Journée d'étude financée par le Comité pour l'histoire économique et financière de la France avec le soutien de l'EHESS (PSE) et organisée par Florence Descamps, Patrick Fridenson, Pierre-Cyrille Hautcoeur et Laure Quennouëlle-Corre.

Cette conférence vient clôturer un cycle de journées d’étude sur « Les Finances en guerre, les Finances dans la guerre », celles sur les Banques dans la guerre, ainsi que celles sur l’Industrie en guerre.
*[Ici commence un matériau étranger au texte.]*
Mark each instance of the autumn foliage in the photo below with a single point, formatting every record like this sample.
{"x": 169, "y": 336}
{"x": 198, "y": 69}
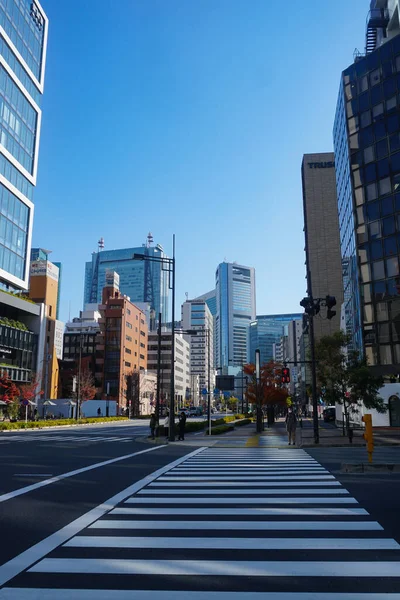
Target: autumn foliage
{"x": 270, "y": 390}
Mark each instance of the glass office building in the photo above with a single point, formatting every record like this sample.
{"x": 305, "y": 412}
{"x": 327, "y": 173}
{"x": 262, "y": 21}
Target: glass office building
{"x": 142, "y": 281}
{"x": 23, "y": 41}
{"x": 236, "y": 308}
{"x": 367, "y": 150}
{"x": 266, "y": 331}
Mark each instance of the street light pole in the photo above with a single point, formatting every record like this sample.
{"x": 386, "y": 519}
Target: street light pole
{"x": 172, "y": 390}
{"x": 158, "y": 370}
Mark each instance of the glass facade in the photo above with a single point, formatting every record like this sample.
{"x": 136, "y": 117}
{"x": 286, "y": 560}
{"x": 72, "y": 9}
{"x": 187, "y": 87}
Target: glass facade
{"x": 25, "y": 36}
{"x": 266, "y": 331}
{"x": 367, "y": 148}
{"x": 235, "y": 300}
{"x": 24, "y": 24}
{"x": 142, "y": 281}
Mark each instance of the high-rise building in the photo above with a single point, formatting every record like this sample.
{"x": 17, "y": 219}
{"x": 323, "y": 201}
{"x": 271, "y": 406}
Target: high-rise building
{"x": 182, "y": 379}
{"x": 266, "y": 332}
{"x": 196, "y": 316}
{"x": 121, "y": 347}
{"x": 140, "y": 280}
{"x": 367, "y": 150}
{"x": 321, "y": 231}
{"x": 42, "y": 254}
{"x": 23, "y": 41}
{"x": 236, "y": 308}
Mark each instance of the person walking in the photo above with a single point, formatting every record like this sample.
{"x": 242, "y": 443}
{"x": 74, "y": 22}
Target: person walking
{"x": 291, "y": 424}
{"x": 153, "y": 425}
{"x": 166, "y": 425}
{"x": 182, "y": 423}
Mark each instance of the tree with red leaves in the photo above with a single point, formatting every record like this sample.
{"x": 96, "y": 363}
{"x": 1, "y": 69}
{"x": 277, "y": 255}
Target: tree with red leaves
{"x": 270, "y": 393}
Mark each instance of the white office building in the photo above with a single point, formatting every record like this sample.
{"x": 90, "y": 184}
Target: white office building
{"x": 197, "y": 316}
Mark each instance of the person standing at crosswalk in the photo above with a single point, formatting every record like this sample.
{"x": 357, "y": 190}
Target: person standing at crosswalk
{"x": 291, "y": 424}
{"x": 166, "y": 425}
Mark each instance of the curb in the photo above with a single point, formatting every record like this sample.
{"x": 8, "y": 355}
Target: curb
{"x": 26, "y": 429}
{"x": 370, "y": 468}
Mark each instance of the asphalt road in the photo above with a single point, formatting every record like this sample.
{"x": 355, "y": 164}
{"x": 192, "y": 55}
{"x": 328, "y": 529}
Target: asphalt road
{"x": 235, "y": 520}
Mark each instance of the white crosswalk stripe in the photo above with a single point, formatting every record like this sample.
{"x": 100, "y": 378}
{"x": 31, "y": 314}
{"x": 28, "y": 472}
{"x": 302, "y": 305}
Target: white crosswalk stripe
{"x": 219, "y": 535}
{"x": 61, "y": 439}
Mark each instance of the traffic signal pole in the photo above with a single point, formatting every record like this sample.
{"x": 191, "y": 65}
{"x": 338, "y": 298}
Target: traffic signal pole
{"x": 314, "y": 380}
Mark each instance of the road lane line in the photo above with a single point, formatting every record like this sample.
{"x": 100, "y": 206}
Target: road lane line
{"x": 241, "y": 525}
{"x": 24, "y": 560}
{"x": 85, "y": 594}
{"x": 242, "y": 512}
{"x": 221, "y": 543}
{"x": 251, "y": 492}
{"x": 231, "y": 568}
{"x": 239, "y": 500}
{"x": 35, "y": 486}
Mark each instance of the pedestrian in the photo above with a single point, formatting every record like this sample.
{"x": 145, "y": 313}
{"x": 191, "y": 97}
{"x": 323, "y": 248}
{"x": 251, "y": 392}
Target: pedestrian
{"x": 166, "y": 425}
{"x": 182, "y": 423}
{"x": 153, "y": 425}
{"x": 291, "y": 423}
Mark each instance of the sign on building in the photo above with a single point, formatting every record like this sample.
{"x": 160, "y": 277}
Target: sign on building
{"x": 44, "y": 268}
{"x": 58, "y": 338}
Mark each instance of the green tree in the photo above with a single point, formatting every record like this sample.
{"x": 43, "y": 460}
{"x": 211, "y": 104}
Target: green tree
{"x": 345, "y": 378}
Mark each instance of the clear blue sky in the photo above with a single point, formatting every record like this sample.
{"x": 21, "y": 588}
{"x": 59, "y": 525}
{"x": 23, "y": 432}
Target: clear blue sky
{"x": 189, "y": 117}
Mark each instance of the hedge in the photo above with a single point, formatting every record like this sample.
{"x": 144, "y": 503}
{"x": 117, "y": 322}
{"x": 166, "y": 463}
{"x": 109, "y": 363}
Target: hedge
{"x": 221, "y": 429}
{"x": 6, "y": 425}
{"x": 243, "y": 422}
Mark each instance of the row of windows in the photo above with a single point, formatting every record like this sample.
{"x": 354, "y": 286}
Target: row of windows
{"x": 19, "y": 71}
{"x": 15, "y": 177}
{"x": 23, "y": 30}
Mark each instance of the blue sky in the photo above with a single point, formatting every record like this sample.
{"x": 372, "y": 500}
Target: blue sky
{"x": 189, "y": 117}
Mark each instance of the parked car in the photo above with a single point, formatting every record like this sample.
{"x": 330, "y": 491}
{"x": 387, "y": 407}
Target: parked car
{"x": 329, "y": 413}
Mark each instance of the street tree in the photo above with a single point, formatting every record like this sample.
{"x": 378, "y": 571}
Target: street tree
{"x": 269, "y": 392}
{"x": 345, "y": 378}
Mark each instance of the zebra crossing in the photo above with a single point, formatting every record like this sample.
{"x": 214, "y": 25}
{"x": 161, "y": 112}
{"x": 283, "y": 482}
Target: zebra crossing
{"x": 254, "y": 523}
{"x": 61, "y": 439}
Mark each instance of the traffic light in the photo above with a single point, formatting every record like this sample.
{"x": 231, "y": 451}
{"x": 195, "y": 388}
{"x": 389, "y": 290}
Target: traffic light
{"x": 368, "y": 435}
{"x": 285, "y": 375}
{"x": 330, "y": 302}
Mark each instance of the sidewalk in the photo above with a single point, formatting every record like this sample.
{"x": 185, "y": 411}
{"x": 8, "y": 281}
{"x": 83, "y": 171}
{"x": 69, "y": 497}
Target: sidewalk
{"x": 276, "y": 437}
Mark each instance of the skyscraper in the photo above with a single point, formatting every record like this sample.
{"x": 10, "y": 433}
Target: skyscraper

La perspective micro-historique est abandonnée au profit d’une perspective macro-économique internationale et comparatiste.

S’écartant du thème « Sorties de guerre » ou « Conséquences économiques et sociales de la guerre », la manifestation sera centrée sur l’idée d’une pesée de la Grande Guerre à l’échelle de l’Europe et des Etats-Unis, dans une perspective d’histoire longue ou de moyenne durée (40 ans, 70 ans ?).

Les transformations économiques et sociales engendrées par la Première Guerre Mondiale constituent-elles un cycle particulier dont la parenthèse se serait refermée au début des années 1950 ou dans les années 1980, ou l'origine de processus encore à l'oeuvre aujourd'hui ? Certains affirment ainsi qu'à la période de stagnation voire de déclin économique qui résulte en Europe de la « seconde guerre de trente ans » qui commence par la Grande Guerre a succédé une phase de croissance accélérée (les « Trente glorieuses ») qui ne correspondait qu'au simple rattrapage de la frontière technologique incarnée pendant l'intervalle par l'économie des Etats-Unis, suite à quoi, à partir des années 1980, l'Europe serait revenue une croissance « normale » de l'ordre de 1 à 2% par an.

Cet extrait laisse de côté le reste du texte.